Best Student Paper Award for work on faster network classification for machine learning
Comparing graphs the team’s tool is up to an order of magnitude faster than competitive baselines.
CSE PhD students Mark Heimann and Tara Safavi received a Best Student Paper Award at the IEEE International Conference on Data Mining (ICDM 2019) for their work “Distribution of Node Embeddings as Multiresolution Features for Graphs.” The students work with Prof. Danai Koutra to make networks more useful, predictive tools for structuring data.
An important problem in machine learning is graph classification, which allows the learning model to identify what category a graph or network belongs to by comparing it to other networks. This technique can be used to draw conclusions about datasets very quickly – in previous work, the group classified brain networks to distinguish between healthy patients and those suffering from a mental disorder such as schizophrenia. This was done based purely on the patterns of connectivity in their brains.

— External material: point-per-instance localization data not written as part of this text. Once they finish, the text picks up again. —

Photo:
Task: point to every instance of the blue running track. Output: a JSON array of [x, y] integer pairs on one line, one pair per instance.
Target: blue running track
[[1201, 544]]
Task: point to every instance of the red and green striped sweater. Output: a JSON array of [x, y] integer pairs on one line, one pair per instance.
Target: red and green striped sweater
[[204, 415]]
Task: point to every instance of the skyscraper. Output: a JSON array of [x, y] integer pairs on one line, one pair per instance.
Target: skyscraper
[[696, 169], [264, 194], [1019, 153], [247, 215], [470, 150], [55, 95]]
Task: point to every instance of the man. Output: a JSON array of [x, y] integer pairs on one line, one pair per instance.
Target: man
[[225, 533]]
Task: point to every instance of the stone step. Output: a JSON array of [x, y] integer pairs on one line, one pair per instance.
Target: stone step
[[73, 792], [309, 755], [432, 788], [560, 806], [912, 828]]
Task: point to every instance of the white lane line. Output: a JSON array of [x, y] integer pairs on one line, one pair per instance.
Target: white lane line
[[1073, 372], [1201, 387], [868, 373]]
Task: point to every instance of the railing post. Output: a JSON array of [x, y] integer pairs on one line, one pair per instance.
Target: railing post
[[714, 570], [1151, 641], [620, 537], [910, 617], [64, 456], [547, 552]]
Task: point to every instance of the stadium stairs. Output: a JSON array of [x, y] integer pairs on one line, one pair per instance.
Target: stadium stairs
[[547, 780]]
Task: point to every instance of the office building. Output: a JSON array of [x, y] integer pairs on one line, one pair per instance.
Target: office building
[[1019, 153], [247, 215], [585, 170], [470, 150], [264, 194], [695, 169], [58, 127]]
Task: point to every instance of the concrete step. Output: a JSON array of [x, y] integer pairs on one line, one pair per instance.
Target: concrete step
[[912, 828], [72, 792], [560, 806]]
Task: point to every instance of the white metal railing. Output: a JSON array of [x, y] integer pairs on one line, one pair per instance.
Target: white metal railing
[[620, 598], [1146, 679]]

It turns out that to characterize the high-level structure of a network, it is helpful to look at the lower-level structural roles of the individual nodes. This observation is at the heart of the group’s new technique, called Randomized Grid Mapping (RGM). RGM leverages a technique called node embedding, which learns a real-valued vector to represent each individual node based on the structural roles that they play in the network.
“Usually these features are used for node-level classification tasks,” says Heimann, “but we show that they can be used for graph-level classification tasks too, as the spatial distribution of the nodes’ features actually serves as a distinctive way to characterize entire graphs.”
The group characterized each graph by a set of features representing the distribution of its node embeddings in the space of real-valued vectors. These graph feature maps are computationally efficient to compute even for large graphs and can also be used together with fast off-the-shelf supervised machine learning algorithms In contrast, the most competitive existing graph classification works use techniques that are notoriously difficult to scale to large datasets.
Experiments run by the group show that RGM feature maps gives comparable or better graph classification accuracy than several alternative approaches, including powerful graph kernels, unsupervised graph feature mappings, and deep neural networks. Comparing graphs based on their node embeddings with RGM is up to an order of magnitude faster than competitive baselines, while maintaining high classification accuracy.